On Challenges: Some of the challenges weren’t, really. I mean, I already shop at the greenmarkets, have a plot in the community garden, and don’t eat sugar (no need to swap out for honey or maple syrup, which I already routinely do). Other challenges were a push: For example, with this blog I set out to write all 30 days (I wrote 19 posts, if you count the two pre-September posts and today’s). While I “failed” at 30 posts, I did post roughly 19 more times in a month than I normally do! Certain challenges were fun, rise-to-the-occasion affairs, and others I simply didn’t even attempt to undertake (some because I simply couldn’t – no iPhone for apps, no car for farm visits – others because I didn’t have time/resources/desire to try). From the 30 daily challenges, I completed 17, or roughly the same success rate I had with FotD.

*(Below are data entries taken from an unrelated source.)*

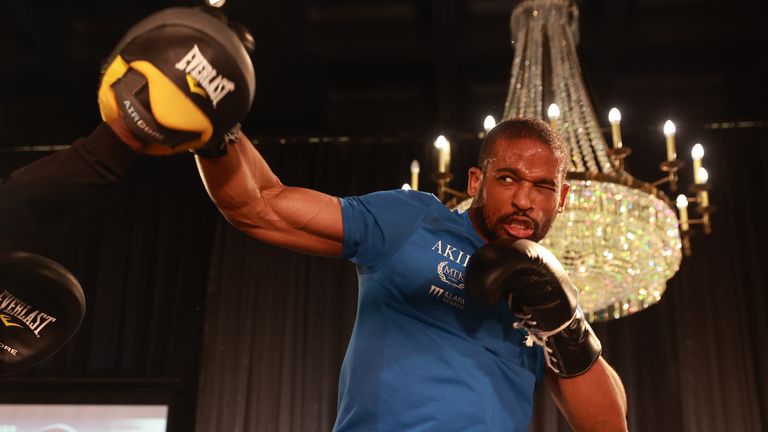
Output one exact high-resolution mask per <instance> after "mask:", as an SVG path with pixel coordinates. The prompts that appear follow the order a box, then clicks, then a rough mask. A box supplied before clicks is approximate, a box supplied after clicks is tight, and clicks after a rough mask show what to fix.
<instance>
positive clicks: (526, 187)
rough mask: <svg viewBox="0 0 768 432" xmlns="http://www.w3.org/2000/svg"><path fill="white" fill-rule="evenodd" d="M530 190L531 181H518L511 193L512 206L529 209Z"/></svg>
mask: <svg viewBox="0 0 768 432" xmlns="http://www.w3.org/2000/svg"><path fill="white" fill-rule="evenodd" d="M531 192H532V185H531V183H528V182H524V181H523V182H519V183H518V184H517V187H516V188H515V191H514V194H513V195H512V206H513V207H515V208H517V209H519V210H522V211H528V210H530V209H531V208H532V205H531Z"/></svg>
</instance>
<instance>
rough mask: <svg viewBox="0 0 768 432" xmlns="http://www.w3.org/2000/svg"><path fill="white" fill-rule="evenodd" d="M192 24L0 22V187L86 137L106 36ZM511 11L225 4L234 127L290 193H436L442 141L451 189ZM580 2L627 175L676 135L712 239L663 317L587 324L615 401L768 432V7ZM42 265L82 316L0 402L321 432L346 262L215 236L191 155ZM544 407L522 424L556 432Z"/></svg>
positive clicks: (133, 176) (699, 258)
mask: <svg viewBox="0 0 768 432" xmlns="http://www.w3.org/2000/svg"><path fill="white" fill-rule="evenodd" d="M193 4H196V3H193V2H157V1H152V2H149V1H134V2H121V3H108V2H102V3H100V4H90V3H88V2H82V3H77V2H64V1H47V2H42V1H40V2H30V1H8V0H3V1H2V2H0V52H2V58H3V61H2V64H1V65H0V83H1V84H0V85H2V90H1V91H0V131H2V134H1V135H0V149H2V150H4V151H2V152H0V175H6V174H7V173H9V172H10V171H11V170H13V169H14V168H16V167H18V166H21V165H23V164H25V163H28V162H29V161H31V160H34V159H35V158H39V157H43V156H44V155H45V154H46V152H45V151H42V150H45V147H40V146H51V145H66V144H69V143H71V142H72V141H73V140H74V139H75V138H77V137H79V136H82V135H84V134H87V133H88V132H89V131H90V130H91V129H92V128H93V127H94V126H95V125H96V124H97V122H98V121H99V118H98V110H97V106H96V97H95V94H96V88H97V84H98V79H99V69H100V66H101V62H102V60H103V59H104V58H105V57H106V56H107V55H108V54H109V52H110V51H111V48H112V46H113V45H114V44H115V43H116V42H117V40H118V39H119V38H120V36H121V34H122V33H123V32H124V31H125V30H127V28H128V27H130V25H131V24H132V23H134V22H135V21H137V20H139V19H141V18H142V17H144V16H146V15H147V14H149V13H151V12H153V11H156V10H159V9H161V8H163V7H165V6H172V5H193ZM514 4H516V2H514V1H511V0H510V1H493V0H488V1H486V0H473V1H456V0H440V1H438V0H433V1H416V0H412V1H394V0H387V1H383V0H382V1H366V2H359V1H357V2H354V1H309V0H307V1H299V0H292V1H282V2H245V1H236V0H230V2H229V4H227V5H226V6H225V8H224V10H225V12H227V13H228V14H229V15H230V17H233V18H236V19H238V20H240V21H242V22H243V23H244V24H246V25H247V26H248V27H249V28H250V29H251V30H252V32H253V34H254V36H255V39H256V51H255V53H254V55H253V59H254V64H255V68H256V74H257V92H256V100H255V105H254V109H253V111H252V113H251V114H250V115H249V117H248V119H247V120H246V122H245V130H246V131H247V132H248V133H249V135H251V136H252V137H253V138H254V139H255V140H256V141H257V142H258V144H257V145H258V147H259V149H260V150H261V151H262V152H263V153H264V154H265V156H266V157H267V160H268V161H269V162H270V163H271V164H272V166H273V168H274V170H275V171H276V173H277V174H278V175H279V176H280V177H281V178H282V179H283V181H284V182H285V183H287V184H294V185H301V186H306V187H313V188H317V189H319V190H322V191H325V192H328V193H331V194H334V195H339V196H344V195H349V194H362V193H365V192H369V191H372V190H376V189H382V188H394V187H399V186H400V185H401V184H402V183H404V182H406V181H408V178H409V175H408V165H409V163H410V161H411V160H412V159H414V158H418V159H419V160H420V161H421V162H422V175H421V184H422V189H425V190H434V185H433V184H432V183H430V182H429V180H428V175H427V174H428V173H429V172H431V171H432V169H433V166H432V165H433V155H432V152H431V147H430V146H431V141H432V140H433V139H434V138H435V136H436V135H437V134H439V133H443V134H445V135H446V136H448V138H449V139H451V140H452V143H453V145H454V158H453V171H454V173H455V174H456V175H457V180H456V181H455V182H454V184H453V186H455V187H456V188H459V189H461V188H463V186H464V180H463V172H465V170H466V168H467V167H468V166H469V165H470V163H471V160H472V155H473V153H474V152H475V151H476V147H477V145H478V140H477V138H476V135H477V132H478V131H479V130H480V129H481V124H482V120H483V118H484V117H485V115H487V114H493V115H495V116H496V117H498V116H499V115H500V113H501V111H502V108H503V107H502V106H501V104H502V103H503V101H504V99H505V97H506V92H507V85H508V80H509V70H510V64H511V60H512V56H513V50H512V47H511V46H510V33H509V14H510V12H511V9H512V7H513V6H514ZM579 6H580V10H581V43H580V45H579V53H580V56H581V59H582V67H583V73H584V77H585V80H586V82H587V86H588V89H589V91H590V94H591V98H592V102H593V104H594V107H595V110H596V112H598V113H599V114H598V115H599V116H601V118H600V121H601V123H603V125H607V121H606V119H605V118H606V117H607V111H608V109H609V108H611V107H612V106H618V107H619V108H620V109H621V110H622V116H623V120H622V132H623V135H624V143H625V145H627V146H630V147H632V148H633V150H634V153H633V155H632V156H631V158H630V159H629V161H628V167H629V169H630V170H631V171H632V172H633V173H634V174H636V175H637V176H638V177H640V178H643V179H646V180H653V179H655V178H657V177H658V176H659V172H658V170H657V168H656V166H657V164H658V162H659V161H660V160H662V158H663V157H664V138H663V136H662V134H661V125H662V124H663V122H664V121H665V120H666V119H668V118H671V119H673V120H674V121H675V123H676V124H677V127H678V135H677V140H678V154H679V155H681V156H682V155H685V156H687V155H688V152H689V149H690V147H691V146H692V145H693V143H695V142H701V143H702V144H704V146H705V148H706V155H705V159H704V165H705V166H706V167H707V168H708V170H709V172H710V179H711V183H712V191H711V201H712V203H713V204H714V205H716V206H717V207H718V212H717V213H715V214H714V216H713V222H714V232H713V234H712V235H711V236H704V235H702V234H700V233H697V234H696V235H695V236H694V238H693V256H692V257H691V258H688V259H685V260H684V261H683V262H682V266H681V270H680V272H679V273H678V274H677V275H676V276H675V277H674V278H673V279H672V280H671V281H670V283H669V285H668V291H667V293H666V294H665V296H664V297H663V299H662V301H661V302H660V303H659V304H658V305H656V306H654V307H652V308H650V309H649V310H647V311H644V312H642V313H639V314H637V315H635V316H632V317H629V318H625V319H622V320H619V321H615V322H610V323H607V324H600V325H597V326H596V331H597V332H598V335H599V336H600V337H601V340H603V344H604V347H605V355H606V357H607V358H608V360H609V361H610V362H611V363H612V364H613V365H614V366H615V367H616V369H617V371H618V372H619V373H620V375H621V376H622V378H623V380H624V383H625V385H626V387H627V394H628V397H629V424H630V427H631V429H632V430H663V431H666V430H669V431H677V430H686V431H723V430H734V431H735V430H739V431H742V430H743V431H761V430H768V417H767V414H766V413H768V395H767V394H766V393H767V392H768V376H766V373H765V370H764V369H765V365H766V364H768V344H767V343H766V342H767V341H768V337H767V334H768V324H767V323H766V316H768V297H767V296H766V294H765V288H766V277H767V276H768V275H767V274H766V264H765V263H766V258H768V256H766V255H767V254H766V252H765V250H766V247H765V244H766V241H768V235H767V234H768V233H767V231H768V230H766V228H765V224H764V222H763V220H762V218H761V214H760V213H759V211H758V210H759V209H760V207H761V204H760V203H761V201H762V200H763V199H764V197H765V196H766V193H768V177H767V176H766V174H765V172H764V171H765V168H764V167H765V166H766V164H767V163H768V148H767V147H766V146H767V145H768V144H767V143H766V140H767V139H768V129H767V128H766V126H767V124H768V123H766V122H768V109H767V108H766V103H765V102H766V96H768V90H767V89H766V86H765V84H764V82H763V80H764V79H765V78H764V77H765V76H766V73H767V72H768V60H766V56H765V46H766V43H767V42H768V30H766V21H768V7H767V6H766V5H765V3H764V2H758V1H751V2H750V1H743V0H741V1H738V2H726V1H695V0H690V1H683V0H676V1H654V0H638V1H632V0H613V1H597V0H592V1H582V2H579ZM323 137H326V139H323ZM339 137H349V140H348V141H344V140H339V139H338V138H339ZM312 138H320V139H319V140H315V139H312ZM23 146H38V147H35V148H23ZM32 150H35V151H32ZM682 177H683V181H684V182H687V181H690V174H689V175H687V178H686V174H683V176H682ZM45 247H46V250H47V252H48V253H49V254H50V256H52V257H53V258H55V259H57V260H58V261H60V262H62V263H64V264H65V265H66V266H67V267H69V268H70V269H71V270H72V271H73V273H75V274H76V275H77V276H78V277H79V278H80V280H81V283H82V285H83V286H84V288H85V290H86V295H87V300H88V308H89V310H88V315H87V317H86V321H85V322H84V325H83V327H82V328H81V330H80V332H79V333H78V334H77V336H76V337H75V338H74V339H73V341H72V343H71V344H70V345H69V346H68V347H67V348H66V349H64V350H62V351H61V352H60V353H59V354H57V355H56V356H55V357H53V358H52V359H51V360H50V361H48V362H47V363H45V364H43V365H41V366H40V367H38V368H36V369H33V370H31V371H29V372H27V373H25V374H23V375H20V376H17V377H15V378H12V379H5V380H4V384H3V385H2V386H1V387H2V390H1V391H0V394H1V395H0V396H1V397H2V399H3V400H6V401H8V400H55V399H59V398H61V399H62V400H63V399H73V400H85V399H87V400H107V398H106V397H105V396H104V395H112V396H111V397H109V399H110V400H112V399H113V398H115V399H123V400H128V401H133V402H141V401H145V402H146V401H156V400H164V401H168V402H169V403H171V404H172V405H173V409H172V419H171V422H172V424H171V427H172V429H173V430H179V431H187V430H193V429H194V426H193V425H194V424H195V423H197V424H198V428H199V430H221V431H230V430H246V431H252V430H253V431H262V430H263V431H274V430H280V431H288V430H296V431H310V430H318V431H320V430H328V429H329V427H330V425H331V424H332V422H333V418H334V413H335V395H336V378H337V376H338V369H339V366H340V363H341V358H342V356H343V352H344V348H345V345H346V341H347V339H348V337H349V331H350V329H351V324H352V322H353V319H354V313H355V301H356V300H355V295H356V288H355V279H354V274H353V271H352V269H351V266H349V265H348V264H347V263H344V262H341V261H338V260H333V259H322V258H311V257H303V256H300V255H296V254H293V253H290V252H286V251H281V250H278V249H275V248H272V247H269V246H265V245H261V244H259V243H257V242H255V241H251V240H249V239H247V238H245V237H244V236H242V235H241V234H239V233H236V232H234V231H233V230H232V229H231V228H228V227H227V226H226V224H225V223H224V222H223V221H222V220H221V218H220V217H219V216H218V215H217V212H216V210H215V208H214V207H213V206H212V205H211V204H210V202H209V201H208V199H207V197H206V196H205V192H204V190H203V188H202V185H201V184H200V181H199V180H198V179H197V177H196V172H195V169H194V164H193V162H192V160H191V158H190V157H189V156H187V155H185V156H180V157H177V158H174V159H169V160H165V159H163V160H158V159H143V160H140V161H138V162H137V163H136V164H135V165H134V167H133V169H132V170H131V172H130V173H129V174H128V176H127V178H126V179H125V181H124V182H123V183H122V184H121V185H120V186H119V187H117V188H115V189H114V190H113V191H110V193H108V194H105V195H104V196H103V197H102V198H100V199H99V201H98V203H97V205H96V206H92V207H89V208H83V209H82V210H78V211H76V212H75V214H74V215H62V224H60V225H58V226H56V227H55V229H54V233H53V235H51V236H50V239H49V242H48V244H47V245H46V246H45ZM115 395H117V396H115ZM118 396H119V397H118ZM540 397H541V402H542V403H540V404H539V410H538V411H537V413H536V415H535V420H534V428H535V429H536V430H560V429H563V428H564V425H563V422H562V419H559V418H558V416H557V415H556V414H555V412H554V408H553V407H552V405H551V403H549V402H545V401H546V397H545V396H544V395H540Z"/></svg>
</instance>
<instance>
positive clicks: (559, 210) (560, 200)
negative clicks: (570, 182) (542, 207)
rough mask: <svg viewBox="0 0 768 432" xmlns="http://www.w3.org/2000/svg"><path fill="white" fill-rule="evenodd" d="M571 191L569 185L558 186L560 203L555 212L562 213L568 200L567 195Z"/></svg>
mask: <svg viewBox="0 0 768 432" xmlns="http://www.w3.org/2000/svg"><path fill="white" fill-rule="evenodd" d="M570 190H571V185H570V183H565V182H564V183H563V185H562V186H560V201H559V202H558V203H557V212H558V213H562V212H563V210H565V201H566V199H567V198H568V193H569V192H570Z"/></svg>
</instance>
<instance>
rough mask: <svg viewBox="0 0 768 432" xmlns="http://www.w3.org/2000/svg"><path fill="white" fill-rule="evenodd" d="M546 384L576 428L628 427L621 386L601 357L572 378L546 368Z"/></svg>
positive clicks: (617, 380)
mask: <svg viewBox="0 0 768 432" xmlns="http://www.w3.org/2000/svg"><path fill="white" fill-rule="evenodd" d="M547 383H548V384H549V389H550V392H551V393H552V397H553V398H554V400H555V403H556V404H557V407H558V408H559V409H560V411H561V412H562V413H563V415H565V417H566V418H567V419H568V422H569V423H570V424H571V427H572V428H573V429H574V430H575V431H577V432H582V431H626V430H627V422H626V415H627V396H626V395H625V393H624V386H623V385H622V384H621V379H619V376H618V375H617V374H616V372H615V371H614V370H613V369H612V368H611V367H610V366H609V365H608V363H607V362H606V361H605V360H604V359H603V358H602V357H599V358H598V359H597V361H596V362H595V364H594V365H593V366H592V368H591V369H589V370H588V371H587V372H585V373H584V374H582V375H579V376H577V377H573V378H560V377H558V376H557V375H556V374H555V373H554V372H552V371H550V370H547Z"/></svg>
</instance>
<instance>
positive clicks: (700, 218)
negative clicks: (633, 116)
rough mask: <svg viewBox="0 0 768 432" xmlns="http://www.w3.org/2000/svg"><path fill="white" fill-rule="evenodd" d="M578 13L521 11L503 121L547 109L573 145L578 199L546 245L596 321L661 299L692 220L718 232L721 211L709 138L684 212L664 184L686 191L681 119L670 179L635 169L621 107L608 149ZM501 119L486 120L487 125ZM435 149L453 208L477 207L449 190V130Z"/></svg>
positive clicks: (686, 252)
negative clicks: (580, 54) (600, 127)
mask: <svg viewBox="0 0 768 432" xmlns="http://www.w3.org/2000/svg"><path fill="white" fill-rule="evenodd" d="M578 15H579V11H578V8H577V7H576V5H575V4H574V3H573V2H572V1H571V0H526V1H523V2H521V3H519V4H518V5H517V6H516V7H515V8H514V10H513V11H512V17H511V23H510V24H511V28H512V34H513V41H512V43H513V45H514V47H515V56H514V60H513V62H512V70H511V79H510V84H509V92H508V96H507V99H506V103H505V110H504V114H503V118H504V119H508V118H513V117H536V118H542V119H543V118H544V116H545V114H546V116H547V118H548V119H549V121H550V124H551V125H552V127H553V128H554V129H555V130H556V132H557V133H558V134H559V135H560V136H561V137H562V139H563V140H564V141H565V142H566V143H567V145H568V146H569V149H570V164H569V169H568V174H567V178H568V182H569V183H570V185H571V191H570V194H569V198H568V202H567V203H566V206H565V211H564V213H563V214H561V215H559V216H558V217H557V218H556V219H555V223H554V224H553V225H552V228H551V230H550V231H549V234H548V235H547V236H546V237H545V239H543V240H542V241H541V244H542V245H544V246H546V247H547V248H549V249H550V250H551V251H552V252H553V253H554V254H555V256H557V257H558V258H559V259H560V261H561V262H562V264H563V266H564V267H565V269H566V270H567V271H568V273H569V276H570V278H571V280H572V281H573V282H574V284H575V285H576V286H577V287H579V303H580V305H581V307H582V308H583V310H584V313H585V315H586V316H587V317H588V319H589V320H590V321H593V322H594V321H605V320H610V319H616V318H620V317H623V316H627V315H629V314H632V313H634V312H637V311H640V310H642V309H645V308H647V307H648V306H650V305H652V304H654V303H656V302H657V301H659V300H660V299H661V296H662V294H663V293H664V290H665V288H666V282H667V280H668V279H670V278H671V277H672V276H673V275H674V274H675V273H676V272H677V271H678V269H679V267H680V261H681V259H682V255H683V253H685V254H686V255H688V254H690V244H689V232H690V225H692V224H702V225H703V226H704V230H705V232H706V233H709V232H710V230H711V228H710V221H709V214H710V212H711V208H710V206H709V198H708V195H707V172H706V170H705V169H704V168H702V167H701V159H702V156H703V148H702V147H701V145H699V144H697V145H696V146H694V149H693V152H692V156H693V168H694V183H695V184H694V185H693V186H692V187H691V191H692V192H693V193H695V198H689V197H687V196H686V195H679V196H678V197H677V199H676V200H675V202H676V206H677V209H678V212H679V215H678V213H676V212H675V210H674V207H675V206H674V205H673V203H672V202H671V200H670V199H669V198H668V197H667V195H666V194H665V193H664V192H663V191H662V190H661V189H659V187H660V186H661V185H665V186H666V187H667V188H668V190H670V191H671V192H674V191H676V190H677V172H678V171H679V170H680V169H681V168H682V167H683V166H684V165H685V164H684V163H683V161H681V160H679V159H678V158H677V154H676V150H675V141H674V135H675V128H674V124H673V123H672V122H671V121H668V122H667V123H666V124H665V125H664V135H665V136H666V145H667V160H666V161H664V162H662V163H661V164H660V169H661V170H662V171H664V173H665V175H664V177H663V178H661V179H659V180H657V181H654V182H651V183H647V182H644V181H641V180H639V179H637V178H635V177H633V176H631V175H630V174H629V173H627V172H626V171H625V169H624V158H626V157H627V156H628V155H629V154H630V153H631V149H630V148H628V147H625V146H624V145H623V143H622V141H621V131H620V126H619V125H620V121H621V115H620V113H619V111H618V110H617V109H615V108H614V109H612V110H611V111H610V113H609V116H608V117H609V118H608V120H609V123H610V125H611V136H612V148H609V147H608V145H607V144H606V141H605V139H604V137H603V134H602V132H601V129H600V125H599V123H598V121H597V116H596V115H595V113H594V111H593V108H592V104H591V103H590V100H589V97H588V96H587V91H586V89H585V87H584V83H583V79H582V76H581V67H580V64H579V60H578V56H577V54H576V45H577V43H578V37H579V32H578V30H579V29H578V18H579V16H578ZM489 123H490V124H489ZM494 124H495V122H493V121H492V120H491V119H486V124H485V125H484V128H485V129H486V131H487V130H489V129H490V127H492V126H493V125H494ZM435 147H436V149H437V152H438V172H437V173H435V174H434V175H433V179H434V180H435V181H436V182H437V185H438V190H437V194H438V198H440V199H441V200H442V201H444V202H446V203H447V205H448V206H451V207H453V206H455V205H456V204H457V203H460V204H459V205H458V207H460V208H467V207H469V205H470V202H468V201H464V202H461V200H462V199H463V198H465V197H466V195H465V194H462V193H461V192H459V191H456V190H454V189H451V188H450V187H448V183H449V182H450V180H451V178H452V176H451V174H450V172H449V170H448V165H449V163H450V143H449V142H448V141H447V140H446V139H445V137H443V136H440V137H439V138H438V139H437V140H436V141H435ZM415 168H416V169H418V166H416V167H415ZM411 171H412V173H413V172H414V167H412V169H411ZM416 174H418V172H417V171H416ZM689 203H696V204H697V207H696V211H698V213H699V214H700V215H701V217H700V218H698V219H689V218H688V204H689Z"/></svg>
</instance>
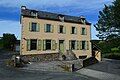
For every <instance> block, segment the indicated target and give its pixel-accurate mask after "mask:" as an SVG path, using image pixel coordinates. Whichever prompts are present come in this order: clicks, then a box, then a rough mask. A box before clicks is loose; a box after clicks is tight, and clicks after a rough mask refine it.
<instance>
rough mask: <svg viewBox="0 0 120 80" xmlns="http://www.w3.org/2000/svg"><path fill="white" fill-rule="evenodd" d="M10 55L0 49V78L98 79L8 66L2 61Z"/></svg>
mask: <svg viewBox="0 0 120 80" xmlns="http://www.w3.org/2000/svg"><path fill="white" fill-rule="evenodd" d="M11 56H12V54H11V53H9V52H4V51H0V80H98V79H97V78H93V77H88V76H85V75H82V74H80V73H76V72H47V71H46V72H43V71H34V70H32V71H30V70H20V69H17V68H10V67H7V66H6V65H5V62H4V61H5V60H6V59H8V58H10V57H11Z"/></svg>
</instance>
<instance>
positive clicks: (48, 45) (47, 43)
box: [46, 40, 51, 50]
mask: <svg viewBox="0 0 120 80" xmlns="http://www.w3.org/2000/svg"><path fill="white" fill-rule="evenodd" d="M46 50H51V40H46Z"/></svg>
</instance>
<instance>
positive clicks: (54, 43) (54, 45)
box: [52, 40, 57, 50]
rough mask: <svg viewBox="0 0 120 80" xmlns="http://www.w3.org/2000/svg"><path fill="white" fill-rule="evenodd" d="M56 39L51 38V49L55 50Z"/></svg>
mask: <svg viewBox="0 0 120 80" xmlns="http://www.w3.org/2000/svg"><path fill="white" fill-rule="evenodd" d="M56 47H57V45H56V41H55V40H52V50H56Z"/></svg>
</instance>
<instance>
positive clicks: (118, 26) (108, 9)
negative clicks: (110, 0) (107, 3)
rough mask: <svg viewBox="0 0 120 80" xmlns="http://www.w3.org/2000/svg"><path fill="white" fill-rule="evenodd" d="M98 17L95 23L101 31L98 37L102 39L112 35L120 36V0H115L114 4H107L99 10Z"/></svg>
mask: <svg viewBox="0 0 120 80" xmlns="http://www.w3.org/2000/svg"><path fill="white" fill-rule="evenodd" d="M98 18H99V19H98V22H97V23H96V24H95V25H94V27H95V28H96V30H97V31H98V32H99V33H98V34H97V37H99V38H100V39H102V40H104V39H109V38H108V37H109V36H111V35H112V36H113V35H115V36H114V37H117V38H118V37H120V0H116V1H114V2H113V3H112V5H108V6H107V5H105V7H104V8H103V10H102V11H100V12H99V16H98ZM116 35H117V36H116ZM111 38H112V37H111Z"/></svg>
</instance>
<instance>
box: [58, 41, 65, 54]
mask: <svg viewBox="0 0 120 80" xmlns="http://www.w3.org/2000/svg"><path fill="white" fill-rule="evenodd" d="M59 50H60V52H62V53H64V40H59Z"/></svg>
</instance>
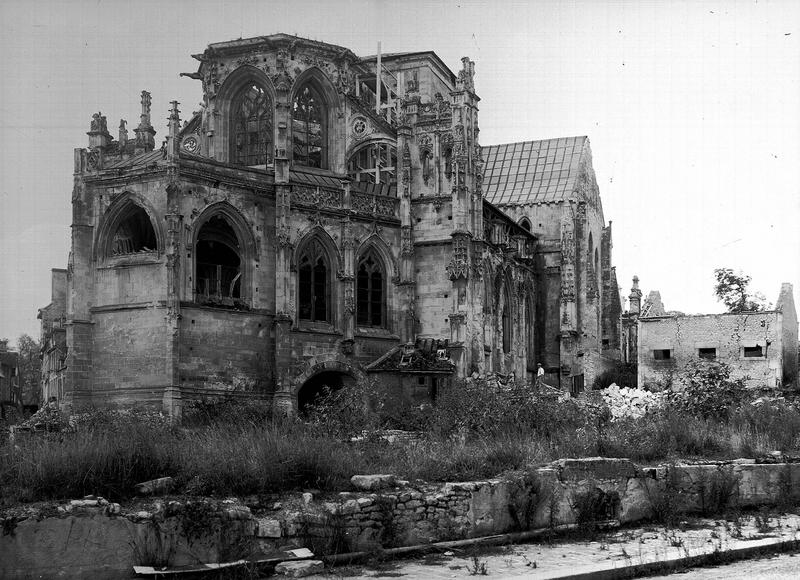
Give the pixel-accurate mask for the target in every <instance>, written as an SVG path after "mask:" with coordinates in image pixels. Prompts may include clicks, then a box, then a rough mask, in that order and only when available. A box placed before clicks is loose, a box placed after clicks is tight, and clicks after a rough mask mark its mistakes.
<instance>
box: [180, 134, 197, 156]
mask: <svg viewBox="0 0 800 580" xmlns="http://www.w3.org/2000/svg"><path fill="white" fill-rule="evenodd" d="M181 145H182V147H183V148H184V149H185V150H186V151H188V152H189V153H194V154H198V153H200V141H198V140H197V137H196V136H195V135H189V136H187V137H185V138H184V139H183V143H182V144H181Z"/></svg>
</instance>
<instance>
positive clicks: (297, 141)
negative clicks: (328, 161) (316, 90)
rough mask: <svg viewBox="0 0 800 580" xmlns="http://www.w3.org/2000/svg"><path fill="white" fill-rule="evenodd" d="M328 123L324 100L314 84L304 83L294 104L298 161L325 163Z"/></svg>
mask: <svg viewBox="0 0 800 580" xmlns="http://www.w3.org/2000/svg"><path fill="white" fill-rule="evenodd" d="M325 122H326V111H325V101H324V100H323V99H322V97H321V96H320V94H319V93H318V92H317V91H316V90H314V88H313V87H312V85H310V84H306V85H304V86H303V87H302V88H301V89H300V90H299V91H298V92H297V94H296V95H295V97H294V102H293V103H292V151H293V159H294V162H295V163H296V164H298V165H306V166H308V167H321V168H324V167H325V166H326V164H327V163H326V159H325V155H326V151H325V149H326V147H325V145H326V140H327V137H328V136H327V131H326V127H325Z"/></svg>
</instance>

On My Personal Locavore Journey: I think I did pretty well with this. While I’m always passionate about food and food policy, this challenge really brought local food to the fore; I found myself thinking about what I was eating in a way I haven’t since days of dieting (and those days are long gone!). Simply making a better choice when it was available to me (the tortilla chips, for example, are roughly the same price as the store-bought GMO-enhanced brand) was a solid step forward. I also became better acquainted with NOFA-NY (I’ve known several of its key leaders, having met them at various food conferences) and other organizations trying to make a difference in the foodshed at a grassroots/policy level.
So, what will I do differently moving forward? Probably not a lot, to be honest. I don’t really think I’ll ever be a one-percenter, to coin a phrase: I will always source some of my food outside the local chain, whether its a great beer from Europe or a stress-free dinner at the local sushi joint. However, if I can narrow down my 10-percent non-local to 5 percent, I would consider my growth significant.
I so admire permaculturists who live in a way that harkens back to a simpler time. I do not mean that in a condescending way at all; I mean it sincerely. I’ve been reading a few blogs by communal farmers who live quietly and leave almost no carbon footprint in what they eat or how they survive. I would love to keep chickens (which is allowed in NYC, but I would still need a space in which to keep them) or learn to butcher (I am squeamish about this, but probably everyone who eats meat should slaughter an animal at least once in her lifetime) or make my own cheese. For now, I do what I can do and the Locavore Challenge was challenging, even to me. There’s still a long way to go, but every step away from the factory food chain is a good step to take.
Thank you NOFA-NY for throwing down a gauntlet I was happy to pick up. Maybe next year I’ll rise even higher to the occasion!